The number of people in Germany who die in traffic accidents – that includes cyclists, pedestrians, bus riders, car drivers and passengers, the works – was a little under 5,000 last year, or around 13 – 14 every single day. The annual death toll is always framed as GOOD NEWS, because the figure has been falling steadily from a high of around 20,000 per year four decades ago.
But if we’re all potential victims of swine flu, and are told we should get a vaccination, we’re also all potential traffic stats, against which there’s not much you can do but try to follow the rules and hope for the best.
Every morning when I haul the little red-haired girl’s bike out of the basement to carry it up the stairs for her, I try not to think of the dangers she faces in rush hour traffic, armed with only a good light, reflectors, reflective vest and helmet. I shake my head and imagine her steering well clear of those roving one-tonne tin cans of death she has to make her way through, arriving at her destination safely.
Just before the kiss good-bye, I always slip in a “be careful” in as many ways I can think of spread out over each month, a verbal talisman to pin on her as her rear light fades from view, round the corner and out of sight.
I remember rolling my eyes a bit whenever my own mother said that to me. Every time, without fail: You be careful, now! It was her standard send-off, though she’d often tack on short summaries of her more harrowing shifts at the Lion’s Gate Hospital emergency intake.
Ya shoulda seen this guy on a bike who came in lass week, I tellya, he was a mess! Car smucked him going down Lonsdale and they brought him in within five minutes, but his head was so bashed in you couldn’t tell what he looked like.

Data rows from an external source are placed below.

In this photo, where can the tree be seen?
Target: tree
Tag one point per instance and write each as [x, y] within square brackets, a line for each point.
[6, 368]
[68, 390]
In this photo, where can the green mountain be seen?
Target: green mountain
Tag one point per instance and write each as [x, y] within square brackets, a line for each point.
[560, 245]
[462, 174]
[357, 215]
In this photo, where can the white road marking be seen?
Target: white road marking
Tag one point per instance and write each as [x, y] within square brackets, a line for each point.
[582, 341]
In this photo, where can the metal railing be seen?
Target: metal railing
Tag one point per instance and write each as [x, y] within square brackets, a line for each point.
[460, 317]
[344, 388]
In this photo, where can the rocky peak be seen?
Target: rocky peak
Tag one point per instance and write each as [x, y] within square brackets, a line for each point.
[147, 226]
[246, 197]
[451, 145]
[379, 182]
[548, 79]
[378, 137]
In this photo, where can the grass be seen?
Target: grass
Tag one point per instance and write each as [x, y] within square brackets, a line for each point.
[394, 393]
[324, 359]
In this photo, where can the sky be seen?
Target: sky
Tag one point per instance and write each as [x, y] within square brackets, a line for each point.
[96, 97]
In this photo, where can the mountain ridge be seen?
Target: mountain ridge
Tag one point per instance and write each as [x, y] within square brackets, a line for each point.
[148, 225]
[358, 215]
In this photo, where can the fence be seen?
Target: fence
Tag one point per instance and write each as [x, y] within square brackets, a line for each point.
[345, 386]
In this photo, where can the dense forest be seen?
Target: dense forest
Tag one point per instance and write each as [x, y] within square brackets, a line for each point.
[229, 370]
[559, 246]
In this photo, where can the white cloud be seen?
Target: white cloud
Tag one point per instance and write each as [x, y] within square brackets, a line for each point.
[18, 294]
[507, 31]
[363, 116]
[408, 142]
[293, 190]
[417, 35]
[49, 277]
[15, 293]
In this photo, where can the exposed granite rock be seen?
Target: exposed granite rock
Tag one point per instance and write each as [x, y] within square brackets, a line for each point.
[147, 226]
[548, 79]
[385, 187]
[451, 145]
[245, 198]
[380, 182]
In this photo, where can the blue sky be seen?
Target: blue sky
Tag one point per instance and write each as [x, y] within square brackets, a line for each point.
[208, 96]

If I was headed up to Whistler skiing I’d hear about everything from torn ligaments, spiral fractures and quadraplegic cases to ski pole impalements and guys getting lost in the woods, their corpses recovered the following Spring.
Anything to ward off a parent’s worst fear, the fear that came true when her first-born was killed in a car accident at 18, and the constant worry that it might happen again to us.
No, we didn’t get swine flu vaccinations, and don’t plan to. Too late for our daughter anyway, who got hers the hard way.
I know it’s only human to fear a new disease whose final impact is not yet known more than it is to cower at the daily sight of a throng of traffic at an intersection, but I wish there were a vaccine to protect cyclists. A pill to pop that would shield us from the dangers lurking around the corner.
I wonder if it would sell, though. First you’d have to whip up the hysteria, but all we do is take for granted that 5,000 people will die a horrible death in this country every year, and hundreds of thousands more around the world, and hope to hell it isn’t us.